I have a theory. Regular readers will be unsurprised to learn this, but when you drive 60,000 miles a year and Test Match Special has a limited listening window, theories come easily. And they come about through observing how well – or rather how badly – other people drive.

Mostly people drive pretty well, considering how inadequately most people are trained. They follow the right lanes, they give way, they wave to say thank you when you let them out of turnings. But, as you will know, it’s far from a given. Some people drive horribly.

My theory is that these people don’t just drive badly, they do everything badly. Those who dawdle, fail to indicate, sit in the middle lane or have no sense of spatial awareness are the same ones who suddenly stop, in the middle of a supermarket aisle or pavement, without regard for those around them. Annoying, but not consciously belligerent.

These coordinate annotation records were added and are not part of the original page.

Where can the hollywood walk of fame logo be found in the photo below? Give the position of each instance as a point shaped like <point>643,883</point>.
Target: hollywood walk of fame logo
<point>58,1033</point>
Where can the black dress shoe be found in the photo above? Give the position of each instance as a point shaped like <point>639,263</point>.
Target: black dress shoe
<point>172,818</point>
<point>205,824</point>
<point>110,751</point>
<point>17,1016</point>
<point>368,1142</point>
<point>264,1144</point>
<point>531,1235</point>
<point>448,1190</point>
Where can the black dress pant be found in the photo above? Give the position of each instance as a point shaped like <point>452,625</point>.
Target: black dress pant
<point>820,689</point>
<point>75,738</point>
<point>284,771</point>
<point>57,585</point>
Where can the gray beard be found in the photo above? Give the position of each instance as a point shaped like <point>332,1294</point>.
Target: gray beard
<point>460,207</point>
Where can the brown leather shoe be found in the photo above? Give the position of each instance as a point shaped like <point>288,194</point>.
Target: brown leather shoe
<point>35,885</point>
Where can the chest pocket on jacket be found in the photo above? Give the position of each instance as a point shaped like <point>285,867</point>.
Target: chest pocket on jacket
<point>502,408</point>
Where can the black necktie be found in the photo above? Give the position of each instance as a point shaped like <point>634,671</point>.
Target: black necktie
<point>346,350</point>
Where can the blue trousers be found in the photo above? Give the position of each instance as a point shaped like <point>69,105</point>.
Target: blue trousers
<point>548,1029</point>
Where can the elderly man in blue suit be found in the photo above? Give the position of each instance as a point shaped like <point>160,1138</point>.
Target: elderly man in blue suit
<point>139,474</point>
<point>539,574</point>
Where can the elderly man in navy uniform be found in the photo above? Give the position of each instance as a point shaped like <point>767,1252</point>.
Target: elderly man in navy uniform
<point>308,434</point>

Worse are those who try to gain a blatant advantage. Not a subtle “if I discreetly put myself in this lane now then I’ll be better off half a mile down the road” advantage, but an “I know it’s a line of moving traffic filtering past a slower one, but I’ll weave out of this lane, make up a space and pull dangerously back in to make up a few nanoseconds” advantage.

I’m convinced they are the same people who push into queues elsewhere, or – my pet hate – appear on flights with hand baggage that’s clearly too big and heavy to be hand baggage and then expect to find a space for it. In the interests of research and when time allows, I’ll follow a bad driver and note what else they do, then report back. I don’t think this constitutes stalking. But I suppose we’ll see.

I should do it while I can, of course, because there will come a time when cars drive themselves, then it’ll be impossible to tell whether people are inconsiderate or not by the way they drive.

It’ll be like the time the Ford Escort died and the Focus arrived: you could tell somebody didn’t care much about driving and should be steered around if they drove a late-model Escort (earlier models excepted, naturally), but the Focus was such a good car that it was also bought by people who liked driving and were good at it. All terribly confusing.

For now, I think the theory stands. If you should avoid them on the road, you should probably avoid them everywhere.